As an entering argument, I used Capt. Ed's guidance to look for, "..interesting tidbits that either support oppose the detention of the detainees involved.” and “Does the government have cause to hold the prisoners based on the information inside these files” to mean if we should hold these anymore. I am assuming that given the situation in last 2001 early 2002 that these were kept with a “better safe than sorry” point of view.
One note, any “No” that I have should have a big astrisk next to it. We don’t know what is in the classified evidence. We have to assume, and I know some folks on the Tribunals – they are good folks, that if we are keeping someone that otherwise is innocent, it is because of what is in the classified information.
To better tell this story after reading through the 20 cases, I added a few graphs to include “Nationality” and “Captured.” The Nationality is self explanatory (Arab is for the two who are Arab, but the nationality is uncertain).
There are some very interesting stories. Two serious, two funny.
- 579: Former Taliban Governor of Herat. Did interviews for VOA and BBC. Originally we should have kept him, but now? No. No one saw him pull a trigger. We have another Taliban diplomat….at Yale afterall.
- 535: Egyptian national and former member of Bosnian Army and resident of Bosnia. Fluent English. Taught weapons and explosives as a “contractor.” BS in Geology. Friendy, cooperative. We should keep him forever, unless he becomes a Jesuit.
- 252: He wants refugee status and be allowed to emigrate to the US.

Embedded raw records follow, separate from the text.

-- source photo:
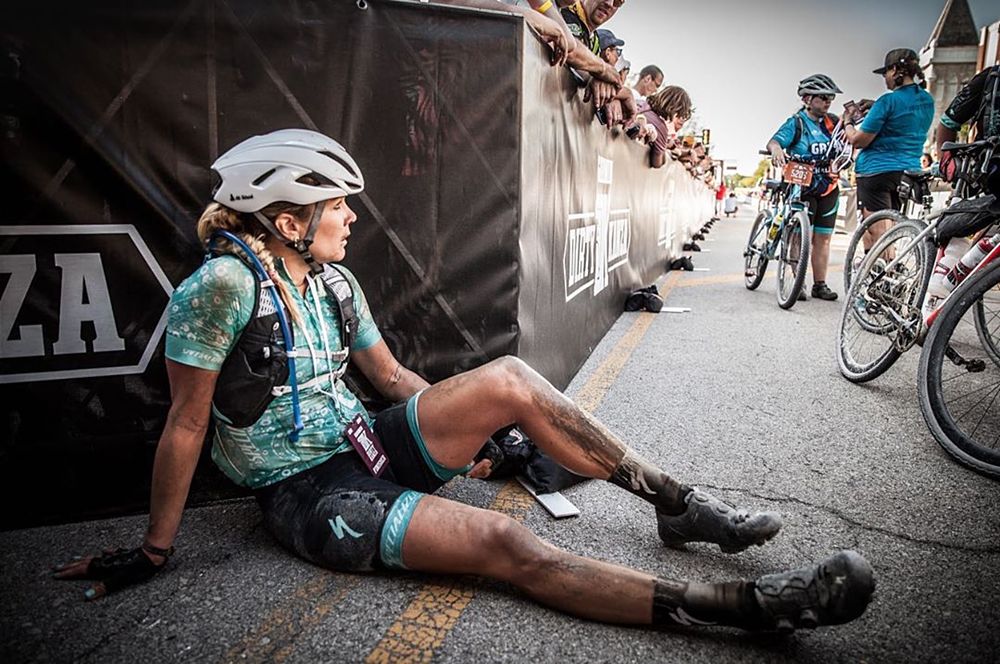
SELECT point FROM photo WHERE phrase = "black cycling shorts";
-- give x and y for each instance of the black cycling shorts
(339, 516)
(823, 211)
(879, 191)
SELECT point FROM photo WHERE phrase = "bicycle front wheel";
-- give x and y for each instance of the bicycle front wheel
(755, 254)
(986, 318)
(959, 383)
(856, 247)
(881, 315)
(793, 258)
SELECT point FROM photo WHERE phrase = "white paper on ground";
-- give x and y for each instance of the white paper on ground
(555, 504)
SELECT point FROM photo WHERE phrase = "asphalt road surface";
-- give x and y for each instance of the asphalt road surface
(736, 396)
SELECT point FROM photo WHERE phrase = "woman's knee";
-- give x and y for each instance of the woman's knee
(512, 379)
(519, 555)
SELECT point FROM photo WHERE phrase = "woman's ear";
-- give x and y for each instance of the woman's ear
(288, 226)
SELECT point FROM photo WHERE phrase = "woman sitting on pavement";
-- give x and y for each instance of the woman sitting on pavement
(309, 450)
(809, 133)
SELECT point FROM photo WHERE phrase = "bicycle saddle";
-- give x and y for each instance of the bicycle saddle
(962, 148)
(919, 176)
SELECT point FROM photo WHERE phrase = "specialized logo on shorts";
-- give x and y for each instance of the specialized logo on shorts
(597, 243)
(78, 302)
(339, 527)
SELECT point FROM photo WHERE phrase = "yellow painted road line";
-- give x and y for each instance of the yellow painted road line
(425, 623)
(275, 638)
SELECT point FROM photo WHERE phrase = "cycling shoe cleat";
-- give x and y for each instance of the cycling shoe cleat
(833, 592)
(708, 519)
(823, 292)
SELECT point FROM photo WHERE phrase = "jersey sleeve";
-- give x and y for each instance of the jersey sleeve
(207, 313)
(875, 120)
(785, 133)
(368, 333)
(966, 103)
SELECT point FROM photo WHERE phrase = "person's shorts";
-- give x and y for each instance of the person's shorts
(879, 191)
(823, 211)
(338, 515)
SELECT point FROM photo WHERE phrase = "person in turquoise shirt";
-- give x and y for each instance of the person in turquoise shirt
(809, 133)
(891, 136)
(284, 196)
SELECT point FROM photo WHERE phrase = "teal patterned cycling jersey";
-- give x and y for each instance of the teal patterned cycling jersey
(207, 313)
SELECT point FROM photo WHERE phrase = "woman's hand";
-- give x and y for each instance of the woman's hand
(113, 570)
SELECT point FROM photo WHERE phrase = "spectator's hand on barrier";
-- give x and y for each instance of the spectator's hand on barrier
(614, 113)
(600, 92)
(552, 34)
(113, 570)
(629, 110)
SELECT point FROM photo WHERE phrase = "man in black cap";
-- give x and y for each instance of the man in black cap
(891, 136)
(610, 47)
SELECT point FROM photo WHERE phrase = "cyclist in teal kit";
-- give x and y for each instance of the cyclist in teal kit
(809, 133)
(258, 339)
(891, 136)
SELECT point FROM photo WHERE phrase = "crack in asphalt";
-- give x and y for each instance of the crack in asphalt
(854, 522)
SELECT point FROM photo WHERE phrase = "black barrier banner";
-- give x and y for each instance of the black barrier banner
(111, 117)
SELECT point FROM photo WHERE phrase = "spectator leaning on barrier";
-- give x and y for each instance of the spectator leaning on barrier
(583, 18)
(650, 80)
(666, 111)
(294, 434)
(891, 136)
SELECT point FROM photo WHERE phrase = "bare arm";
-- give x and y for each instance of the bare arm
(858, 138)
(180, 444)
(393, 381)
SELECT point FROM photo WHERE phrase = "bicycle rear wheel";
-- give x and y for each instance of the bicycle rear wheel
(856, 247)
(793, 258)
(755, 254)
(959, 384)
(881, 315)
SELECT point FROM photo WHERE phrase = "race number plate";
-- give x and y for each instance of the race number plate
(367, 444)
(798, 173)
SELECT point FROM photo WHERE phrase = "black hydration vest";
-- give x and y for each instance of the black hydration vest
(258, 363)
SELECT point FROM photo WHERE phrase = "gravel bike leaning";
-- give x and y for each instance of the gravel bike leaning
(915, 204)
(959, 376)
(782, 232)
(882, 316)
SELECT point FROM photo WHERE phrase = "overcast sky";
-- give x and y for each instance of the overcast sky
(741, 59)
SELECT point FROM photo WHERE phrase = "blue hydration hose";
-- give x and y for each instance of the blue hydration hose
(286, 333)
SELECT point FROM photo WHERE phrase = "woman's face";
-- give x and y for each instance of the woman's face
(330, 242)
(819, 105)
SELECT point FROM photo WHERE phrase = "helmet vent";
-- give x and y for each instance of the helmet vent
(264, 177)
(347, 167)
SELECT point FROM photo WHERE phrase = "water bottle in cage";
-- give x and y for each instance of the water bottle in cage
(939, 286)
(775, 224)
(970, 260)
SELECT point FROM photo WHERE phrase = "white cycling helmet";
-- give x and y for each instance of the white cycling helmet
(266, 169)
(269, 169)
(818, 84)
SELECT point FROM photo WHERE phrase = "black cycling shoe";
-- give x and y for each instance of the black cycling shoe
(833, 592)
(708, 519)
(823, 292)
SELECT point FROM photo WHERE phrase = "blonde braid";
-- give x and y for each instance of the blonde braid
(217, 217)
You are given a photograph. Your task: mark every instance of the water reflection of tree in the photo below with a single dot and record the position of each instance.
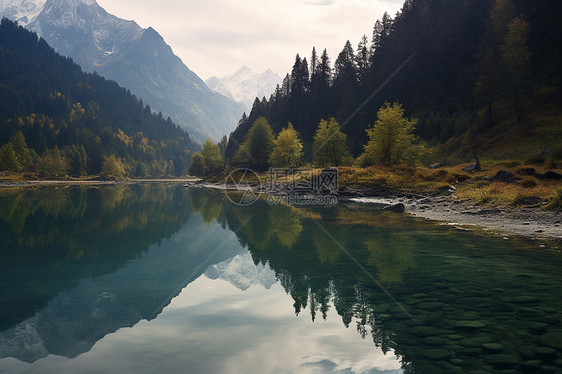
(74, 232)
(318, 275)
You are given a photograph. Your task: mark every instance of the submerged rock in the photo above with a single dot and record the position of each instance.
(505, 176)
(435, 354)
(398, 208)
(501, 360)
(552, 175)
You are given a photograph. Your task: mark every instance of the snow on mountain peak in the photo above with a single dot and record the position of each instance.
(22, 11)
(244, 85)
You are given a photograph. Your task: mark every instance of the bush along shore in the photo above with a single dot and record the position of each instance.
(522, 200)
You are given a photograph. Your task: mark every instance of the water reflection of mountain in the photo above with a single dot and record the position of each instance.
(140, 252)
(464, 302)
(242, 273)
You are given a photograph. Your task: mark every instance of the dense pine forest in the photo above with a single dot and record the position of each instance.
(478, 76)
(58, 121)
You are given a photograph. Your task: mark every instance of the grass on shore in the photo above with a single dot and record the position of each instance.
(478, 187)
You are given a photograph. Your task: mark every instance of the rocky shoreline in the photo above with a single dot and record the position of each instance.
(527, 221)
(532, 222)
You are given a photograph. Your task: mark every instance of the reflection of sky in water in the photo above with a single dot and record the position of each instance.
(213, 327)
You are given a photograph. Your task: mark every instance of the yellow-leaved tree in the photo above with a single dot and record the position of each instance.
(391, 139)
(287, 149)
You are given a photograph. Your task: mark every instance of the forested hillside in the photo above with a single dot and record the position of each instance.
(56, 120)
(478, 75)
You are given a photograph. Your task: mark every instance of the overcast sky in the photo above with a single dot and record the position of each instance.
(216, 37)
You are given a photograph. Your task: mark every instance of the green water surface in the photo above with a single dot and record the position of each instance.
(158, 278)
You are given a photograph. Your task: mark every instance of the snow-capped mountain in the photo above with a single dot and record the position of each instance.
(22, 11)
(138, 59)
(244, 85)
(241, 272)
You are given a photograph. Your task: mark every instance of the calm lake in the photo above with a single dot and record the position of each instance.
(156, 278)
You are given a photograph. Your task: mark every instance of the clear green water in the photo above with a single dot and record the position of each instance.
(156, 278)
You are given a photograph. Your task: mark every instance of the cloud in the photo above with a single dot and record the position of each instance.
(319, 2)
(216, 37)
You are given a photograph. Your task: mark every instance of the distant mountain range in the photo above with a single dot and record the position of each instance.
(244, 85)
(138, 59)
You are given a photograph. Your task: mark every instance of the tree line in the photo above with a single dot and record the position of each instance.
(391, 140)
(56, 120)
(458, 66)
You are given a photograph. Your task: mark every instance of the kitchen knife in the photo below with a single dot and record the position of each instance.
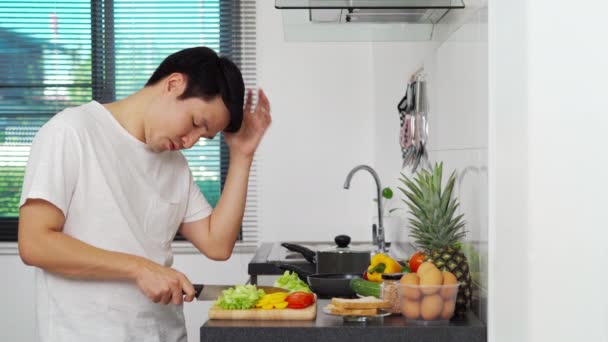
(212, 292)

- 496: "Brokeback Hindu-Kush?" "Midnight Taliban?" "My Own Private Kandahar?" Don't know. Claims to have worked for Taliban Intel as a cook (again)...but the story is much better. A few quotes,
"I was a pretty boy." "...they told me I didn't have enough of a beard and that I was a pretty boy." "I asked them what kind of friendship or cooperation did they want? They wanted me to take care of their friends and prepare food and cleanup. I told them I would do this instead of going to court (he owed money). I was young and they were looking for boys like me an paid good money." "When my boss saw my brother and nephew, my boss asked me who they were and why are they here? I am telling you this very hesitantly and this is something that has to be kept a secret because this is a shame in the Afghan culture to disclose this type of information. There were no other motives or anything else going on besides what I am telling you." "There were rumors between the workers that I was the new boss' lover." "I can't exactly tell you what they wanted, but you should have been able to figure it out by now. I know they had a reason to treat me so well."Recurring themes:
- Roughly 10% mention their involvement with drugs.

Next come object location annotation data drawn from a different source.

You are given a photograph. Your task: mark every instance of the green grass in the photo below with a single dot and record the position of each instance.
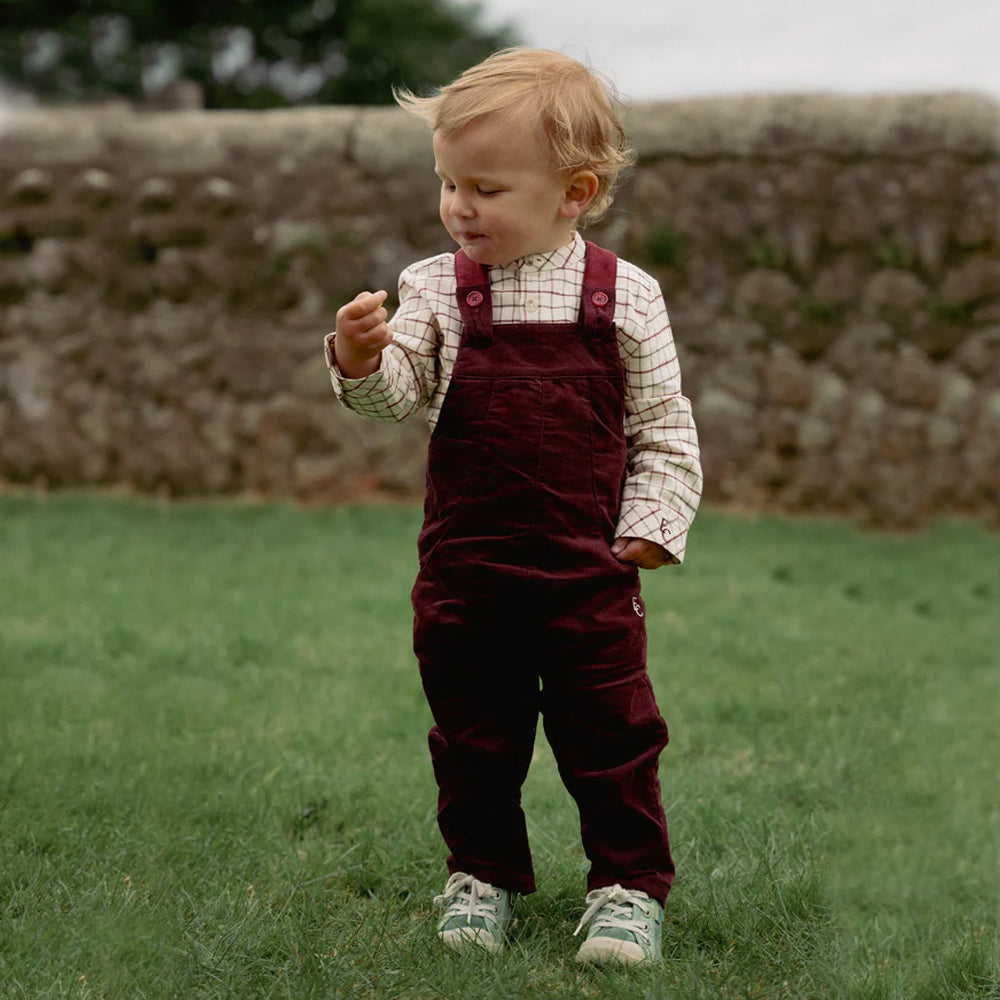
(215, 781)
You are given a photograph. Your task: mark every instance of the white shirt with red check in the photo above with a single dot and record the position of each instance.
(664, 480)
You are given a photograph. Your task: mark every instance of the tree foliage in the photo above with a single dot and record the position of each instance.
(243, 53)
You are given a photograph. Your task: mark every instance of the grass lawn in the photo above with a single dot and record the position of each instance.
(215, 781)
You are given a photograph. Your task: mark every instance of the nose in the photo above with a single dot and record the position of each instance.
(460, 207)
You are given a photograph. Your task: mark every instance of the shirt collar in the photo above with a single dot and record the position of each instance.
(552, 260)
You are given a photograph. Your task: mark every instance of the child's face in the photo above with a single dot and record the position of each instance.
(501, 198)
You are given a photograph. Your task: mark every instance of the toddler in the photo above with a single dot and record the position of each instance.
(563, 457)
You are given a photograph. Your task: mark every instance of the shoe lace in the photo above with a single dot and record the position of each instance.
(465, 895)
(615, 907)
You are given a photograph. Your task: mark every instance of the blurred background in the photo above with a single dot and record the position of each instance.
(262, 54)
(188, 191)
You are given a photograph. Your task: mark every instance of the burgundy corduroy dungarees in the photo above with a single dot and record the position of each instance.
(519, 605)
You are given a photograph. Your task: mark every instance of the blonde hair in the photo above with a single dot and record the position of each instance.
(578, 112)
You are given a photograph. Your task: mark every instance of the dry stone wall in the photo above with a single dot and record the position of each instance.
(831, 265)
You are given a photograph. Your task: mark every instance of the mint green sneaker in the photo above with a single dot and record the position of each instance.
(476, 914)
(625, 925)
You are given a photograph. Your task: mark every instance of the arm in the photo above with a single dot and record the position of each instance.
(664, 478)
(385, 370)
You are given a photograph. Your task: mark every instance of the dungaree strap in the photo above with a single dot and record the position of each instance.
(597, 304)
(474, 301)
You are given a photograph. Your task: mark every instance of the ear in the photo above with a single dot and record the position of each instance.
(581, 189)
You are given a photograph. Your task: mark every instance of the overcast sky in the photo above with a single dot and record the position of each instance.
(681, 48)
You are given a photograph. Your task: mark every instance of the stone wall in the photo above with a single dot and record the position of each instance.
(832, 268)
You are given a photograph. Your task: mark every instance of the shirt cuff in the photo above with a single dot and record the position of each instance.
(344, 387)
(655, 524)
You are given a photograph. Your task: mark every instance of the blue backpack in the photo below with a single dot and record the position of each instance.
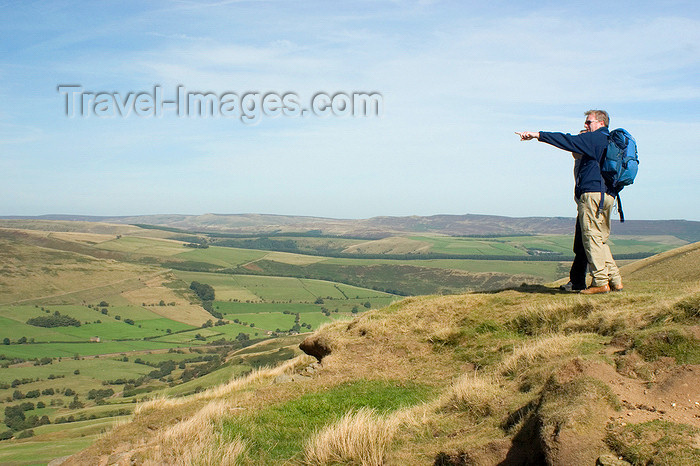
(620, 164)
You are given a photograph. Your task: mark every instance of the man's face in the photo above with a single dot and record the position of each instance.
(592, 123)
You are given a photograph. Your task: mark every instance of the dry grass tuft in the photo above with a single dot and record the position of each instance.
(538, 350)
(198, 440)
(256, 376)
(475, 394)
(361, 438)
(158, 404)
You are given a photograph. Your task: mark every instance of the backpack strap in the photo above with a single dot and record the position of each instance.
(602, 201)
(619, 208)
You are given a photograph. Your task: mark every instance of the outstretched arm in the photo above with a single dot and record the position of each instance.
(527, 135)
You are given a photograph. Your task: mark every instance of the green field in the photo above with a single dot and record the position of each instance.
(258, 293)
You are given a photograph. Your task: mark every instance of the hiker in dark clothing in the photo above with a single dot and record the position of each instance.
(594, 199)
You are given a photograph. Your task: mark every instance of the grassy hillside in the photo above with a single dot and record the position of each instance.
(524, 376)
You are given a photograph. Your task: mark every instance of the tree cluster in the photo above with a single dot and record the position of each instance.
(55, 320)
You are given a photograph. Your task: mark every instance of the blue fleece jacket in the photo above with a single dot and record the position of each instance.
(592, 146)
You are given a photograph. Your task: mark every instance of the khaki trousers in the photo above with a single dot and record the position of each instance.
(595, 231)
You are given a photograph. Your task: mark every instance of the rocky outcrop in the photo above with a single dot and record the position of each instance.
(316, 346)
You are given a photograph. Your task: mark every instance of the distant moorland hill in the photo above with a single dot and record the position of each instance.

- Many more did not have passports or other documentation with them. We really don’t know who they are – and some claim to be misidentified.
The inability to see the classified information makes me wary to believe many of the stories. To paraphrase a quote from Full Metal Jacket,
“Those who admit it, are Taliban or Al Qaeda. Those who deny it, are well trained Taliban or Al Qaeda."In some of the interviews (#572 specifically), some Tribunal members showed a complete lack of clue about the gun culture of Southwest Asia. In that part of the world, going around with an AK-47 is not only normal, it is essential. You would think that military personnel who come from a country where the Common Law right to defend yourself is enshrined in their Constitution would understand that. Afghanistan makes the Wild West of the 1870s look like a Cotillion.

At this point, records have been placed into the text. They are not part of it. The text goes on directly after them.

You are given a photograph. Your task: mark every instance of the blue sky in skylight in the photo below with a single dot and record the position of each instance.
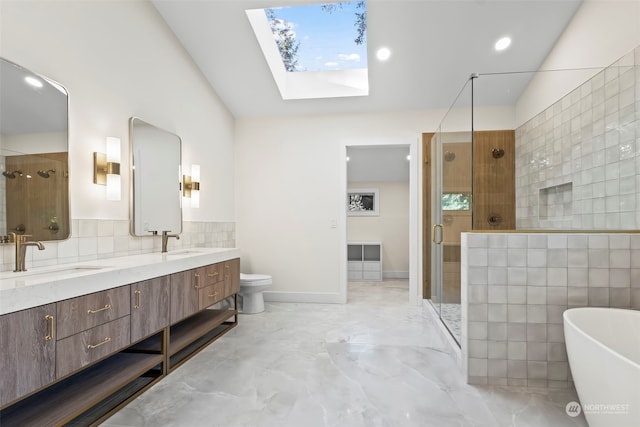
(326, 39)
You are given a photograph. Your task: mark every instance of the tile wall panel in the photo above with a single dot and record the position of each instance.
(578, 162)
(515, 288)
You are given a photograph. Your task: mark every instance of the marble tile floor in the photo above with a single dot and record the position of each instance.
(375, 361)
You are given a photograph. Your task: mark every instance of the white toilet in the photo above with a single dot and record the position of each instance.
(251, 287)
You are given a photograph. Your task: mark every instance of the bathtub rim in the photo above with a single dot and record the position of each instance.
(566, 318)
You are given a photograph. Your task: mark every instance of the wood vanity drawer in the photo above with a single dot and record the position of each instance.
(231, 277)
(210, 295)
(210, 274)
(82, 313)
(80, 350)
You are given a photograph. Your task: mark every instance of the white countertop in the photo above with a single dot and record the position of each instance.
(39, 286)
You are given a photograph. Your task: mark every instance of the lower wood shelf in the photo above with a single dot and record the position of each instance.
(84, 397)
(194, 333)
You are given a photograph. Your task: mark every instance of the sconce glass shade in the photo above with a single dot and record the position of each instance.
(195, 190)
(191, 187)
(113, 177)
(107, 169)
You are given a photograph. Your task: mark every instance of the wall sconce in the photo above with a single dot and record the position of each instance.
(191, 186)
(106, 168)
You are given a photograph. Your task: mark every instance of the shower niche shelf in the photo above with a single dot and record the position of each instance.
(364, 260)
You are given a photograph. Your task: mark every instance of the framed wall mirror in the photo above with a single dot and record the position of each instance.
(34, 186)
(156, 199)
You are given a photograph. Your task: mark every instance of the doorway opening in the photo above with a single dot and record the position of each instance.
(381, 217)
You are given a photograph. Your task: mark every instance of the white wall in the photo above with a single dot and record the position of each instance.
(601, 32)
(118, 59)
(391, 227)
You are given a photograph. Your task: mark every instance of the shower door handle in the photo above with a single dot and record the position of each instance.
(434, 233)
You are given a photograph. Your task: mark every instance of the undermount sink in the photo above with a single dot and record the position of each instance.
(58, 271)
(183, 252)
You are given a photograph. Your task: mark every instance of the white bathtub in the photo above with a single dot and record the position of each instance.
(603, 345)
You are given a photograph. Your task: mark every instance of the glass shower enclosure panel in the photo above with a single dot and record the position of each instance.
(452, 206)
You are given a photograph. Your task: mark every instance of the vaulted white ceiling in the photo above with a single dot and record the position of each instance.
(436, 45)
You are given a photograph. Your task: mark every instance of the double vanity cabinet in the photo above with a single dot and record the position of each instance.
(76, 361)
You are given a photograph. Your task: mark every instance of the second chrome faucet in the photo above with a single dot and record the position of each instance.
(21, 249)
(165, 239)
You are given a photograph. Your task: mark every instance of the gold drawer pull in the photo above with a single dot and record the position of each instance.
(91, 346)
(106, 307)
(137, 294)
(49, 319)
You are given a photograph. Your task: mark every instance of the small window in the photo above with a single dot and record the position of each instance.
(456, 201)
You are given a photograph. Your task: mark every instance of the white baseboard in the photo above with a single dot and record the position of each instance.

It would seem that the Afghanistan nationals, especially those captured by the Northern Alliance or Afghan Forces and were simply trigger pullers, should be repatriated or turned over to the national authorities. After all, we have a Taliban diplomat at Yale (again).
This war is generational. If we are going to hold these people, we need to make sure we only keep the true terrorists. If we hold them, they will be with us until they die.